You press a hotkey, you talk, text appears. Between those two moments, your voice takes a journey — and depending on the app, that journey is either a few centimetres of silicon or a round trip through several companies' infrastructure.
This post is a map. It applies to any dictation tool, not just ours.
The three architectures
1. Cloud-processed
The dominant model. Audio is captured locally, then uploaded to the vendor's servers, where their speech models transcribe it and (usually) their language models clean it up. This is how most modern AI dictation apps work, typically sold as a monthly subscription.
What to understand about it:
- Your audio and your text transit and are processed on infrastructure you don't control. How long they're retained, whether they're used to improve models, and who inside the company can access them are policy questions — read the specific vendor's answers.
- The vendor sits between you and the model, so pricing is per-seat rental, and the app stops working if the company or your subscription does.
- The upside is real: server-class models, no local compute needed, works on any device.
2. Local / on-device
Everything happens on your machine: speech-to-text runs on your own processor, and so does the clean-up model. Nothing about the content of your dictation touches a network.
- Nobody — including the vendor — can access what you dictate. Not because they promise not to, but because they never receive it.
- Works offline; latency doesn't depend on your connection.
- Requires capable hardware. On Macs this effectively means Apple Silicon, whose Neural Engine and GPU handle both stages comfortably.
3. Bring your own key (BYOK)
The middle path. The app is a client, and you supply an API key for a model provider you already trust. Audio or text goes directly from your machine to that provider — the app vendor is not in the data path and takes no cut of usage.
- You inherit the provider's privacy terms — but you chose the provider, you hold the key, and you can revoke it any time.
- You pay the provider's actual usage costs, not a marked-up subscription.
Questions to ask any dictation app
- Does my audio leave my machine — and in which modes? "We take privacy seriously" is not an answer; a data-path diagram is.
- Whose servers process it? The vendor's? A cloud AI provider's? Both?
- What exactly does the vendor's own backend see? Even local-first apps usually have licensing or update services — those should carry no content.
- Where do API credentials live? On macOS the right answer is the Keychain, not a plaintext config file.
- What happens offline?

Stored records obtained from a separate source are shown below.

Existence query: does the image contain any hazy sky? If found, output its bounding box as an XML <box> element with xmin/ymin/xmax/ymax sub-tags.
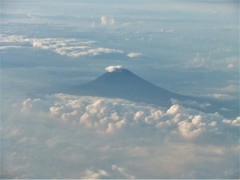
<box><xmin>0</xmin><ymin>0</ymin><xmax>240</xmax><ymax>178</ymax></box>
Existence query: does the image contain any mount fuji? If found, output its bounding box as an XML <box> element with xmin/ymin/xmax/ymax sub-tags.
<box><xmin>68</xmin><ymin>66</ymin><xmax>237</xmax><ymax>117</ymax></box>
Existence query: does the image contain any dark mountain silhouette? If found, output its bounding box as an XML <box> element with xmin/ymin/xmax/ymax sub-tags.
<box><xmin>68</xmin><ymin>66</ymin><xmax>236</xmax><ymax>117</ymax></box>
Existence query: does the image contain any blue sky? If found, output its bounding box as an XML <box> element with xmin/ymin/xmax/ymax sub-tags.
<box><xmin>0</xmin><ymin>0</ymin><xmax>239</xmax><ymax>178</ymax></box>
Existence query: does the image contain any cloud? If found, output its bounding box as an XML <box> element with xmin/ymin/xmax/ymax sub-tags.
<box><xmin>21</xmin><ymin>93</ymin><xmax>239</xmax><ymax>141</ymax></box>
<box><xmin>81</xmin><ymin>169</ymin><xmax>108</xmax><ymax>179</ymax></box>
<box><xmin>0</xmin><ymin>35</ymin><xmax>124</xmax><ymax>58</ymax></box>
<box><xmin>127</xmin><ymin>52</ymin><xmax>143</xmax><ymax>58</ymax></box>
<box><xmin>105</xmin><ymin>65</ymin><xmax>123</xmax><ymax>72</ymax></box>
<box><xmin>112</xmin><ymin>164</ymin><xmax>135</xmax><ymax>179</ymax></box>
<box><xmin>1</xmin><ymin>94</ymin><xmax>240</xmax><ymax>179</ymax></box>
<box><xmin>100</xmin><ymin>16</ymin><xmax>115</xmax><ymax>26</ymax></box>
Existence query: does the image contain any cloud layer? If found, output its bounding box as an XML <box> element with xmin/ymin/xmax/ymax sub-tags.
<box><xmin>1</xmin><ymin>94</ymin><xmax>240</xmax><ymax>179</ymax></box>
<box><xmin>0</xmin><ymin>35</ymin><xmax>124</xmax><ymax>57</ymax></box>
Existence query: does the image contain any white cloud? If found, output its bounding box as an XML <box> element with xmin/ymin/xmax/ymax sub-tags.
<box><xmin>1</xmin><ymin>94</ymin><xmax>240</xmax><ymax>179</ymax></box>
<box><xmin>21</xmin><ymin>93</ymin><xmax>238</xmax><ymax>140</ymax></box>
<box><xmin>100</xmin><ymin>16</ymin><xmax>115</xmax><ymax>26</ymax></box>
<box><xmin>0</xmin><ymin>35</ymin><xmax>124</xmax><ymax>57</ymax></box>
<box><xmin>81</xmin><ymin>169</ymin><xmax>108</xmax><ymax>179</ymax></box>
<box><xmin>112</xmin><ymin>164</ymin><xmax>135</xmax><ymax>179</ymax></box>
<box><xmin>105</xmin><ymin>65</ymin><xmax>123</xmax><ymax>72</ymax></box>
<box><xmin>127</xmin><ymin>52</ymin><xmax>143</xmax><ymax>58</ymax></box>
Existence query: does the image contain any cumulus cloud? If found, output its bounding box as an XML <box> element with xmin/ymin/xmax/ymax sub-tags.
<box><xmin>0</xmin><ymin>35</ymin><xmax>124</xmax><ymax>57</ymax></box>
<box><xmin>127</xmin><ymin>52</ymin><xmax>143</xmax><ymax>58</ymax></box>
<box><xmin>1</xmin><ymin>94</ymin><xmax>240</xmax><ymax>179</ymax></box>
<box><xmin>21</xmin><ymin>94</ymin><xmax>239</xmax><ymax>140</ymax></box>
<box><xmin>100</xmin><ymin>16</ymin><xmax>115</xmax><ymax>26</ymax></box>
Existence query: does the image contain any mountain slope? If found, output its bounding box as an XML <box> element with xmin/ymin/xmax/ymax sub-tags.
<box><xmin>71</xmin><ymin>67</ymin><xmax>187</xmax><ymax>106</ymax></box>
<box><xmin>67</xmin><ymin>66</ymin><xmax>239</xmax><ymax>118</ymax></box>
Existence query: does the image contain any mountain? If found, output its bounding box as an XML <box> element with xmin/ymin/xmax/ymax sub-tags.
<box><xmin>67</xmin><ymin>66</ymin><xmax>239</xmax><ymax>118</ymax></box>
<box><xmin>69</xmin><ymin>66</ymin><xmax>189</xmax><ymax>106</ymax></box>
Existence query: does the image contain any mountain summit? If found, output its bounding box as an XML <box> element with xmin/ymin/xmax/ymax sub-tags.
<box><xmin>67</xmin><ymin>65</ymin><xmax>239</xmax><ymax>117</ymax></box>
<box><xmin>71</xmin><ymin>66</ymin><xmax>186</xmax><ymax>106</ymax></box>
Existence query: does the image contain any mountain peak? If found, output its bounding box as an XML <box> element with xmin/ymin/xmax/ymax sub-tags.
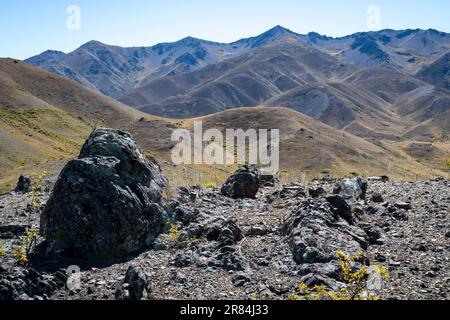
<box><xmin>265</xmin><ymin>25</ymin><xmax>294</xmax><ymax>34</ymax></box>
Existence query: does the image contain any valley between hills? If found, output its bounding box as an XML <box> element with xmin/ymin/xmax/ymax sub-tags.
<box><xmin>0</xmin><ymin>27</ymin><xmax>450</xmax><ymax>191</ymax></box>
<box><xmin>0</xmin><ymin>26</ymin><xmax>450</xmax><ymax>302</ymax></box>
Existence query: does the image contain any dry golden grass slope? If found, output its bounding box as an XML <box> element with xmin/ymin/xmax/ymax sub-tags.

Offline operation is the easiest proof that processing is genuinely local.
How ShoutFlow answers them
We built ShoutFlow so the answers are structural rather than contractual: local transcription (WhisperKit on the Neural Engine) and local clean-up (MLX on the GPU) by default on Apple Silicon; optional BYOK providers that your Mac calls directly; keys in the macOS Keychain; and a licensing service that sees your license status and nothing else. The full detail is in our privacy policy — including what our servers do see, because "nothing at all" would be a red flag, not a feature.
Whichever tool you pick, pick it knowing where your voice goes.